Pablo Picasso’s Guernica (1937) (Sucesión Pablo Picasso)

Over 60 years on from their time together, Lydia is just as grateful to Picasso for choosing her as his muse today as she was the day he approached her in Vallauris, a town in south-eastern France (Corbett was born in Paris and raised between Provence and a small island off the Côte d’Azur). Picasso, who had a studio in Vallauris, waved to Sylvette from his studio as she sat on a nearby pottery terrace with friends, drinking coffee and smoking a cigarette. When she returned his gaze, he was holding aloft a portrait he had drawn of her from memory, clearly having watched her from around the town. “I was so happy,” Lydia says, “I mean, I was shy, but I loved it.”

“He gave me confidence, really,” she says, referencing her own role as an artist. “I learned through seeing him do it. He gave me the key to creation.” Once Picasso even gave her an actual key to hold as she posed for a sculpture – a reference, she thinks, to her new self assurance, all thanks to Picasso.

An image of a young Sylvette standing in front of Picasso’s painting of her, on display in the Kunsthalle museum in Germany (AFP via Getty Images)

Not every ex-muse of Picasso has had such fine things to say about him, of course. Two of Picasso’s muses went on to kill themselves, and more have made claims of mistreatment. But Corbett had a far healthier relationship with the artist. Describing their time together as a “mystical marriage,” Corbett insists she and Picasso were never romantically involved, and instead forged a more paternal relationship. “He was like a father to me,” she says. As for the experiences of his other muses, Corbett has no idea. “I’m not a reader, so I don’t know anything that went on with [the rest of] his life. For me, he was the perfect father figure. And a lot of young men can be horrible with young girls, but he wasn’t. So why wasn’t he nasty to me? He was very sensitive, and he could feel I was frightened of men, so he wasn’t.”

Lydia Corbett looks at an image of her and Picasso in 1954, on display in the Kunsthalle museum, 2014 (AFP via Getty Images)

Corbett also notes that Picasso could be playful with her, “like a little boy”, she says. “One day, he drew a spider on the floor, then forgot about it, saw it and jumped out of his skin. Another day, I had hiccups, and he jumped about with a knife to scare me and stop the hiccups, and it worked!”

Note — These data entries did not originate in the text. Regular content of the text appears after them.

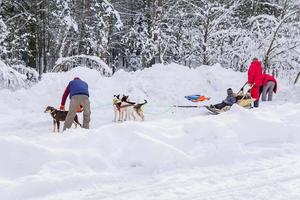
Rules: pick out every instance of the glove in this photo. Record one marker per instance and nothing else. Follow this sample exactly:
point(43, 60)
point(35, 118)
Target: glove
point(79, 109)
point(62, 107)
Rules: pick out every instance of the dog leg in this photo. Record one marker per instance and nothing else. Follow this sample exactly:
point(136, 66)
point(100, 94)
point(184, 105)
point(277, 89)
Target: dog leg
point(115, 118)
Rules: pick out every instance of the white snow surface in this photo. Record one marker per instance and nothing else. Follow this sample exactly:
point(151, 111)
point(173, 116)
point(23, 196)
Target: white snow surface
point(176, 153)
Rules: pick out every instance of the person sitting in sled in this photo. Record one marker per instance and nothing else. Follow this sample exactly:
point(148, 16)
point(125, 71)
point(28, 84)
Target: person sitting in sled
point(229, 101)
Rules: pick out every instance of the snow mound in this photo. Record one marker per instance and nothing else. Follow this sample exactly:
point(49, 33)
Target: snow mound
point(36, 161)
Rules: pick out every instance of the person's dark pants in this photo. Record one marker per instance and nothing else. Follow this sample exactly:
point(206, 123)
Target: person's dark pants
point(220, 105)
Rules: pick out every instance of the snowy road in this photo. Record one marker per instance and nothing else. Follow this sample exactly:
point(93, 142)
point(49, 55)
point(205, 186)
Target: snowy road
point(175, 154)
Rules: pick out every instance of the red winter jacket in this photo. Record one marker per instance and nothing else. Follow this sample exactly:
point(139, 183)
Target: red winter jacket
point(267, 78)
point(255, 73)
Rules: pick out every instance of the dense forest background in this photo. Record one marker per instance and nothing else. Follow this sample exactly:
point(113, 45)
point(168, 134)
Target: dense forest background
point(134, 34)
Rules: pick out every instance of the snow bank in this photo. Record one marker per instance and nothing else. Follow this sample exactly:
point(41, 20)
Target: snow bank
point(10, 78)
point(36, 162)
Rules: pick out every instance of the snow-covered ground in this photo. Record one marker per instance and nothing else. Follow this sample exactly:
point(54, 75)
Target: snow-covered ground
point(176, 153)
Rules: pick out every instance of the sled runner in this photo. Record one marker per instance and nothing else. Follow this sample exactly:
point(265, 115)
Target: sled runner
point(197, 98)
point(216, 111)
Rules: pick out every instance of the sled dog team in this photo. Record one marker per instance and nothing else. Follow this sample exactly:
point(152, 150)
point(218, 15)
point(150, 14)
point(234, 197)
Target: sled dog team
point(124, 109)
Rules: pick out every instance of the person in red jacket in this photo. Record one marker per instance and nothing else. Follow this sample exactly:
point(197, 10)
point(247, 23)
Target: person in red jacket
point(255, 79)
point(269, 86)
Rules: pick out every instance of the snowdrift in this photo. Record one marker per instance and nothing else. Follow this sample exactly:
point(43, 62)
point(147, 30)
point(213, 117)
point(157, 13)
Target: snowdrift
point(36, 161)
point(10, 78)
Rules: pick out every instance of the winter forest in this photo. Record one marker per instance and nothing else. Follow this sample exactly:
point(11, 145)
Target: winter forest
point(49, 35)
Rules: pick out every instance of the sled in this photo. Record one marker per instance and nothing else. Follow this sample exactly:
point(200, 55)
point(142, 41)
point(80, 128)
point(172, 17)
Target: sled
point(245, 100)
point(217, 111)
point(197, 98)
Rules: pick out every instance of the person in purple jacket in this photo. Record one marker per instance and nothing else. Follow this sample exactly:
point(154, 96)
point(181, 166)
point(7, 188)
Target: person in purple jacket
point(79, 95)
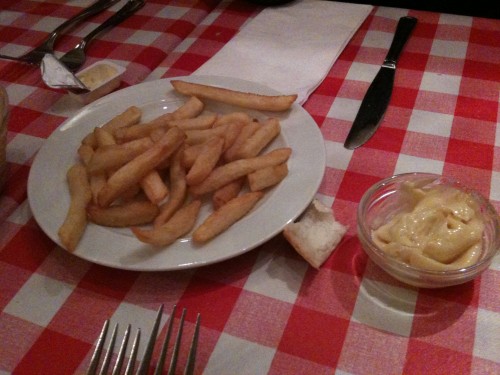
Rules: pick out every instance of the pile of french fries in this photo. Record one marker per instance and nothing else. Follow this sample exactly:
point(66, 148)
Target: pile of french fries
point(153, 176)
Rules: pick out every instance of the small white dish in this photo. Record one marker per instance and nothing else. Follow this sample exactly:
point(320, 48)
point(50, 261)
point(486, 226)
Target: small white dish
point(100, 78)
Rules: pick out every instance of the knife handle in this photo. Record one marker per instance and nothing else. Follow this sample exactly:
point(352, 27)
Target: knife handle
point(403, 32)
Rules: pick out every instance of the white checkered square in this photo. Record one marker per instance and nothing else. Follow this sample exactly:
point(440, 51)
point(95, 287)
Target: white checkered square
point(362, 72)
point(488, 329)
point(17, 93)
point(385, 307)
point(172, 12)
point(448, 48)
point(447, 84)
point(22, 148)
point(495, 186)
point(143, 38)
point(430, 123)
point(39, 299)
point(378, 39)
point(245, 358)
point(408, 163)
point(8, 17)
point(454, 19)
point(276, 277)
point(344, 109)
point(337, 156)
point(138, 318)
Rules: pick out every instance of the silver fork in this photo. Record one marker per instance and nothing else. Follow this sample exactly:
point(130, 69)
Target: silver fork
point(146, 360)
point(75, 57)
point(36, 55)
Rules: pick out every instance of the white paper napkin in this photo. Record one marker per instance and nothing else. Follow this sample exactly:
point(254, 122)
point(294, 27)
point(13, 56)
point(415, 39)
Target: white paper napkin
point(290, 48)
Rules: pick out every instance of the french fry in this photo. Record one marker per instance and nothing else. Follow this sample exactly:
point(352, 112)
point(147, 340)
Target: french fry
point(194, 123)
point(127, 214)
point(97, 182)
point(153, 186)
point(190, 109)
point(233, 117)
point(114, 156)
point(103, 137)
point(237, 98)
point(85, 153)
point(227, 192)
point(199, 136)
point(266, 177)
point(178, 190)
point(190, 154)
point(225, 216)
point(258, 140)
point(206, 161)
point(133, 172)
point(130, 116)
point(181, 223)
point(226, 173)
point(246, 132)
point(71, 231)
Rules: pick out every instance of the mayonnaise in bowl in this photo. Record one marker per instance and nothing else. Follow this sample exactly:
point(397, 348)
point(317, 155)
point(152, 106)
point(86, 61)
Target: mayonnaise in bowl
point(427, 230)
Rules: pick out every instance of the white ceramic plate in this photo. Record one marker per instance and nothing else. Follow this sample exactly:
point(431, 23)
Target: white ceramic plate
point(49, 197)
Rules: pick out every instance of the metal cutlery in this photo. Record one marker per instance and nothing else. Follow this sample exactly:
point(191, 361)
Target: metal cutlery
point(36, 55)
point(379, 93)
point(75, 58)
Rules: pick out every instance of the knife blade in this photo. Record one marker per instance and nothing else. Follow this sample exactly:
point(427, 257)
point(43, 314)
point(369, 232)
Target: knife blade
point(378, 95)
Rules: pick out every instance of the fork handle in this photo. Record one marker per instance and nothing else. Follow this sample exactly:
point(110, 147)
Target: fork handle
point(95, 8)
point(126, 11)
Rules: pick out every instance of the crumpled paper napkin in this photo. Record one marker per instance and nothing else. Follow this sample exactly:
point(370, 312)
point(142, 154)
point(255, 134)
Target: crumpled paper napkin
point(289, 48)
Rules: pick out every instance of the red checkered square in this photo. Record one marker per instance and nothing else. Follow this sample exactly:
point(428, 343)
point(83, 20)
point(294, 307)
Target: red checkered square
point(305, 336)
point(109, 282)
point(381, 164)
point(387, 139)
point(444, 324)
point(354, 185)
point(83, 314)
point(425, 146)
point(264, 325)
point(215, 301)
point(436, 102)
point(478, 179)
point(445, 65)
point(320, 290)
point(363, 352)
point(486, 110)
point(471, 154)
point(475, 131)
point(489, 298)
point(17, 337)
point(438, 360)
point(64, 356)
point(13, 279)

Today, it is clear that Picasso’s influence runs through the work Corbett is producing with Alice. The faces that look out from their ceramics have a cubist feel, and the animals featured include minotaurs and warhorses. But they’re also more feminine and childlike, just as Corbett was when she became Picasso’s muse. The youthfulness of the collection may also reflect the collaboration of mother and daughter. After all, Lydia was the one who first taught Alice how to make pottery, and now Alice is reteaching her mother, completing the cycle.

Two items from Lydia and Alice’s exhibition, which is a collaboration between the two artists (Lydia Corbett/Alice Corbett)

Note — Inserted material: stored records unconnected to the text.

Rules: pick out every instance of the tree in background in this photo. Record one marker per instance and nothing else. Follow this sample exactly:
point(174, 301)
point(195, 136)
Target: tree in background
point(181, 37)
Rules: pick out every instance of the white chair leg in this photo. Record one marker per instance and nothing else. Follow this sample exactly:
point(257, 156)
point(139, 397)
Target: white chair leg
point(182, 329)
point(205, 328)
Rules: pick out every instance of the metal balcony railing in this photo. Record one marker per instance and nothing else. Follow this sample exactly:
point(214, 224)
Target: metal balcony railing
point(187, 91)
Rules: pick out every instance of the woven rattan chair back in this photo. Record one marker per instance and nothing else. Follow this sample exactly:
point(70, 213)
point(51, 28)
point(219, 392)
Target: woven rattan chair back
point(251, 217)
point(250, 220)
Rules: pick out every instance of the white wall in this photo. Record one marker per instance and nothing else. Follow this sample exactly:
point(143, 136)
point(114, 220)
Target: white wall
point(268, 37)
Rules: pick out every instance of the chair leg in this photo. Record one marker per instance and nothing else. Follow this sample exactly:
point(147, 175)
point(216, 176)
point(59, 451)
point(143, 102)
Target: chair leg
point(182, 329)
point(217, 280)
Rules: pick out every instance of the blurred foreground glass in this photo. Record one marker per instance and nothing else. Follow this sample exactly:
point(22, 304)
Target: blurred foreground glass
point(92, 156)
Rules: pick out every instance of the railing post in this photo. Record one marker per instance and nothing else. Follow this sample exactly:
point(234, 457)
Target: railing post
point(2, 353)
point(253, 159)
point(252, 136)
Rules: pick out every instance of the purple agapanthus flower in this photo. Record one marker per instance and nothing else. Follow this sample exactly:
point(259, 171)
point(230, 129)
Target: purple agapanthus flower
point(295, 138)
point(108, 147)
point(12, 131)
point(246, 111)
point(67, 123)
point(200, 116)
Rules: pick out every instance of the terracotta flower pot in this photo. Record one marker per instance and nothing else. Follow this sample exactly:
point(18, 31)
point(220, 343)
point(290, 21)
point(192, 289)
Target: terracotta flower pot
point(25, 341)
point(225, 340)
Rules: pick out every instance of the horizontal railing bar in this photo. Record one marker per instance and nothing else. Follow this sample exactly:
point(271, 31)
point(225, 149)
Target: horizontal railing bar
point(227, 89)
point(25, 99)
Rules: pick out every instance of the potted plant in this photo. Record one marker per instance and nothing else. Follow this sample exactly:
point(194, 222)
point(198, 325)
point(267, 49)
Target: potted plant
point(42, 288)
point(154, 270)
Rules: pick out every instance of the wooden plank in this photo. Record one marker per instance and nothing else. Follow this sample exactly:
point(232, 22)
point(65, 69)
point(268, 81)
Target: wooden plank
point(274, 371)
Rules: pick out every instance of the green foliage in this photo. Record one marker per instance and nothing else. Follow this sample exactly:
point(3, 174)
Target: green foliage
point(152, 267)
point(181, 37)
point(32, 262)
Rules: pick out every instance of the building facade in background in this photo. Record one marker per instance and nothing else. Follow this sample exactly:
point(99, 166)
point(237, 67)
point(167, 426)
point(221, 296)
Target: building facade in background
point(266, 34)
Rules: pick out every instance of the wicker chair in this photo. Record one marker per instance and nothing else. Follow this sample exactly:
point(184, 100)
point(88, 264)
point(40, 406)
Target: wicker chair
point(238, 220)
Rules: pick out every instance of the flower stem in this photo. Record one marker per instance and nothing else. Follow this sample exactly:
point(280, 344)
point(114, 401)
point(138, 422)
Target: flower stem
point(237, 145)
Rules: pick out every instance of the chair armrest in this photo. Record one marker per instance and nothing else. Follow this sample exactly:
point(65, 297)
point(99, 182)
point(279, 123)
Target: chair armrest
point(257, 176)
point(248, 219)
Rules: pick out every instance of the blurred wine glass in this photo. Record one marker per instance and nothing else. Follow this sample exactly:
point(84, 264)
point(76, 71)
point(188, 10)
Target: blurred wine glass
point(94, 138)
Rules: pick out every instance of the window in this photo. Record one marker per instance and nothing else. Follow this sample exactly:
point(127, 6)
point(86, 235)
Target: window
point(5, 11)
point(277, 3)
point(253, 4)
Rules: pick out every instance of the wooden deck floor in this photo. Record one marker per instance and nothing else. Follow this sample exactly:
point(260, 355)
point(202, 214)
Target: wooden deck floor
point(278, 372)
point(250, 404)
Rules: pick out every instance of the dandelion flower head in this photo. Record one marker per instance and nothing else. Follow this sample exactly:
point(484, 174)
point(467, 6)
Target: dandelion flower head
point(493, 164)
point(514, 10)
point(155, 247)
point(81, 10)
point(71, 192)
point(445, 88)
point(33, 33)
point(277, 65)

Alice honed her skills at Kingston University, where she met her husband, former England rugby captain Lawrence Dallaglio, who bought Alice her first pottery wheel. “He went and asked my tutors what I should get, and he got me this lovely Japanese wheel which I’ve still got, shining in the corner,” she says. “Mum and I are working on getting him in to do some throwing, but not yet,” she laughs.

While Picasso’s influence may still feel present in the Corbett’s collection 68 years after meeting the young Sylvette, Alice and Lydia’s works are entirely their own. It is far less a mystical marriage between artist and muse, than it is a bond between mother and daughter.